House Speaker Nancy Pelosi (D-Calif.) announced Wednesday that all lawmakers will now be required to wear a mask while appearing on the chamber floor, a decision spurred by the news that a Republican congressman who has spurned facial coverings had tested positive for the coronavirus.

Pelosi, with her own mask pulled down below her chin, informed her colleagues from the speaker’s chair that all members and their staff must wear a mask inside the chamber and may remove it temporarily only when recognized to speak.

She said she expects everyone to “adhere to this requirement as a sign of respect for the health, safety and well-being of others present in the chamber and surrounding areas.”

Masks will be available for any member who forgets theirs, Pelosi said, adding that failure to comply will be viewed as “a serious breach of decorum” that could result in the lawmaker being removed from the chamber floor.

Pelosi is considering other measures to more strictly enforce the wearing of masks across the Capitol complex, according to a Democratic official who spoke on the condition of anonymity to discuss a private discussion. Masks are already required in committee hearings, where lawmakers sit physically distanced and must have a mask on unless it is their turn to speak.

Rep. Louie Gohmert (R-Tex.) revealed Wednesday that he’d tested positive for the coronavirus shortly before he was expected to travel on Air Force One with President Trump to his home state. Gohmert has been part of a contingent of a couple dozen House Republicans who often do not wear masks around the Capitol.
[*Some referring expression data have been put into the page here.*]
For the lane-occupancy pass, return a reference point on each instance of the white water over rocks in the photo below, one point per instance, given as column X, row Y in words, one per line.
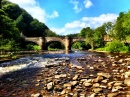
column 30, row 62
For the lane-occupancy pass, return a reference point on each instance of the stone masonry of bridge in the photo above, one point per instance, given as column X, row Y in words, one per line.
column 66, row 41
column 42, row 41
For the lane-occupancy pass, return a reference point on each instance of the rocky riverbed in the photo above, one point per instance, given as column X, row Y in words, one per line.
column 92, row 76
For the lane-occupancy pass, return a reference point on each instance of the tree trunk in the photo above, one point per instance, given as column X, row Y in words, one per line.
column 0, row 4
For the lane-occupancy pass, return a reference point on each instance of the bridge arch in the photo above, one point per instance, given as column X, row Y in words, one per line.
column 60, row 44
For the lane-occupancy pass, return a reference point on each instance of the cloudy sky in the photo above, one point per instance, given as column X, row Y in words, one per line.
column 70, row 16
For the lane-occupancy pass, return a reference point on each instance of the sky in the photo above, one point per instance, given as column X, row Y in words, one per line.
column 70, row 16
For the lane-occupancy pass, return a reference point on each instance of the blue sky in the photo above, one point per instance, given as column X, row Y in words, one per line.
column 70, row 16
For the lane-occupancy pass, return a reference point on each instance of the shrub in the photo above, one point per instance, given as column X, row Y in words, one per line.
column 116, row 46
column 33, row 47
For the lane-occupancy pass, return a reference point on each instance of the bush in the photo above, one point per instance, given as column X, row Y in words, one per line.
column 36, row 47
column 33, row 47
column 116, row 46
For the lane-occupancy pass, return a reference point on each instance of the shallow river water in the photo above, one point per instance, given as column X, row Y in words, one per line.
column 29, row 76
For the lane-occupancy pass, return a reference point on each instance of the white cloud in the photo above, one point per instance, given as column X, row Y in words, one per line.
column 92, row 22
column 33, row 8
column 53, row 15
column 98, row 21
column 88, row 3
column 76, row 24
column 76, row 6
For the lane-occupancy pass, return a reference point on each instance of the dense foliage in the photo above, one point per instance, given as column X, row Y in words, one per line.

On Tuesday, Gohmert walked to the House Judiciary Committee’s hearing with Attorney General William P. Barr. Neither man was wearing a mask.

Gohmert’s case reignited a debate on Capitol Hill about whether lawmakers traveling from around the country should be tested when they return to Washington. In the spring, Pelosi and Senate Majority Leader Mitch McConnell (R-Ky.) jointly rejected an offer from the Trump administration to use the kind of rapid response tests it has, saying the limited capacity of those tests should be reserved for essential workers and others in more dire circumstances.

But with the coronavirus surging in many states this summer, there is a renewed push by Republicans and Democrats to have more regular testing of lawmakers.